El trabajo aporta un catálogo con 90 fichas cada una de las cuales describe con exhaustividad especies, subespecies, variedades y formas de pastos que se recuperan o crecen espontáneamente en zonas afectadas por el fuego.

Silvia Patricia Gil, directora del proyecto de investigación en el que se enmarca la publicación del libro, indicó a UNCiencia: “Para revalorizar la flora en los ambientes posfuego, es necesario conocer las especies desde el punto de vista taxonómico y caracterizarlas también desde el punto de vista externo e interno. El trabajo implica no solamente ver cómo se multiplican y se regeneran después del fuego, sino también ver cómo se comportan a lo largo del tiempo”.
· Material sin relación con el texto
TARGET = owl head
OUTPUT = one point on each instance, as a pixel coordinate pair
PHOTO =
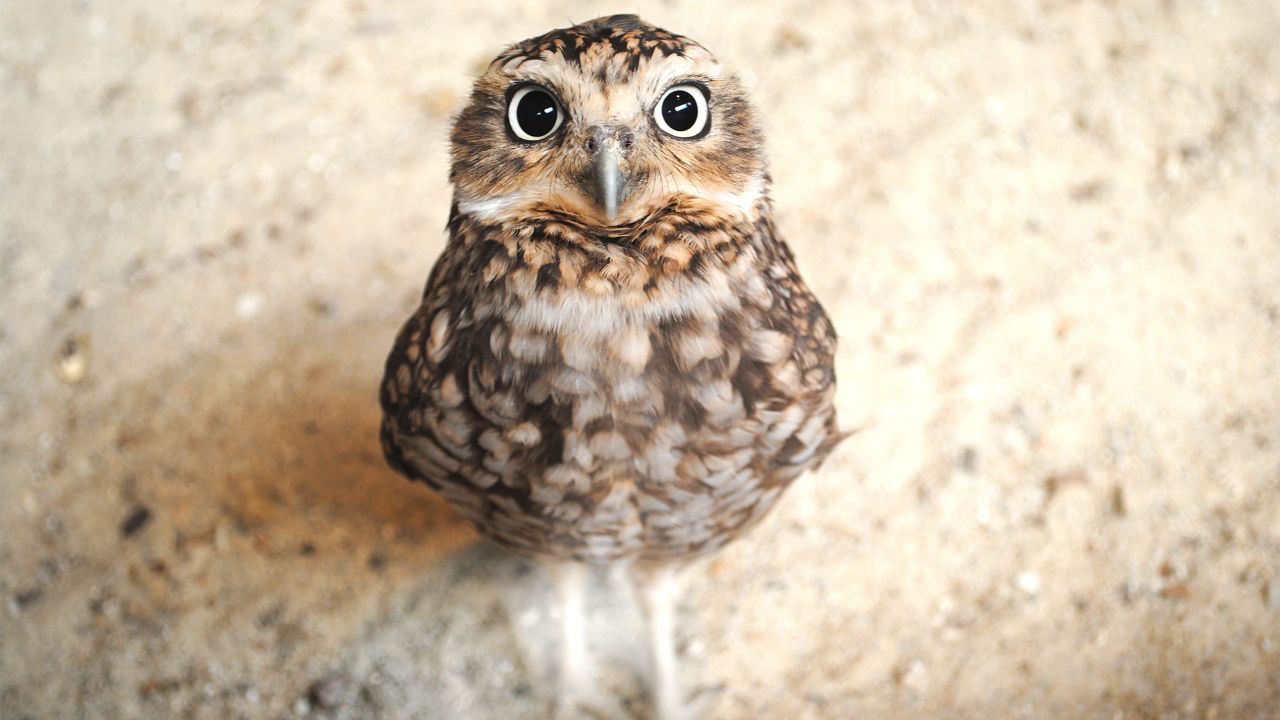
(606, 122)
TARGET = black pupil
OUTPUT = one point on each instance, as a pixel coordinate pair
(680, 110)
(536, 113)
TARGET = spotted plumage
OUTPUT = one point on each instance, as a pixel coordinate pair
(615, 356)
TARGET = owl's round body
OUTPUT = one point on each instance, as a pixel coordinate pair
(615, 356)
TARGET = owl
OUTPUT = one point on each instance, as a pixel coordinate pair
(615, 359)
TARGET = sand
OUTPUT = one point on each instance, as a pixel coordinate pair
(1048, 236)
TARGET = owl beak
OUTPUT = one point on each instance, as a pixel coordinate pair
(608, 180)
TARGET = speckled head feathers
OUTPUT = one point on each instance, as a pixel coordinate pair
(604, 81)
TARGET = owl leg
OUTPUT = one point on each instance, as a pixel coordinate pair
(574, 679)
(658, 591)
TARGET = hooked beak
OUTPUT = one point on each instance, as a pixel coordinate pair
(608, 180)
(604, 180)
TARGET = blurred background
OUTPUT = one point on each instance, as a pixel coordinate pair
(1048, 235)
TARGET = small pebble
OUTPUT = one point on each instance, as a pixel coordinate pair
(915, 677)
(71, 364)
(136, 520)
(248, 305)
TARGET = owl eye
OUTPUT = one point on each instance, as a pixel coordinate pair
(533, 113)
(682, 112)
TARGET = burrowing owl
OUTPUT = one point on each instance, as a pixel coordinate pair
(615, 359)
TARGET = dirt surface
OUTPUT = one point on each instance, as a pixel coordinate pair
(1048, 236)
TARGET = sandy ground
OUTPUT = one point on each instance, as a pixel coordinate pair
(1048, 235)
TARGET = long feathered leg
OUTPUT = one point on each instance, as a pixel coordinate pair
(659, 592)
(574, 680)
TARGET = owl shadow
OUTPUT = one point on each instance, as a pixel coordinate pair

“El proyecto en su totalidad apunta a la preservación de la biodiversidad. Enfatizamos esta búsqueda en las especies que son de interés para el hombre, ya sea por cuestiones ornamentales o productivas, desde una perspectiva sustentable”, agregó Elsa Fuentes, investigadora que dirigió el proyecto hasta 2015.

Por su parte, Lucas Carbone, ingeniero agrónomo e integrante del proyecto precisó: “Las especies nativas tienen la ventaja de que ya están adaptadas a las condiciones del ecosistema. Mientras que las especies exóticas, si bien pueden adaptarse a las condiciones del medio, invaden y modifican un equilibrio preexistente”.

La publicación del libro sienta bases para delinear acciones eficaces hacia la regeneración de especies nativas en zonas que han sido afectadas por incendios. Entre 1999 y 2013, los incendios afectaron 657 mil hectáreas de las sierras cordobesas. Durante ese período, el área más dañada fue la de las Sierras Chicas, la cual comprende Carlos Paz al sur, Ascochinga al norte, la Cumbre al oeste y Colonia Caroya al este, donde las llamas alcanzaron el 36,2 % de la superficie.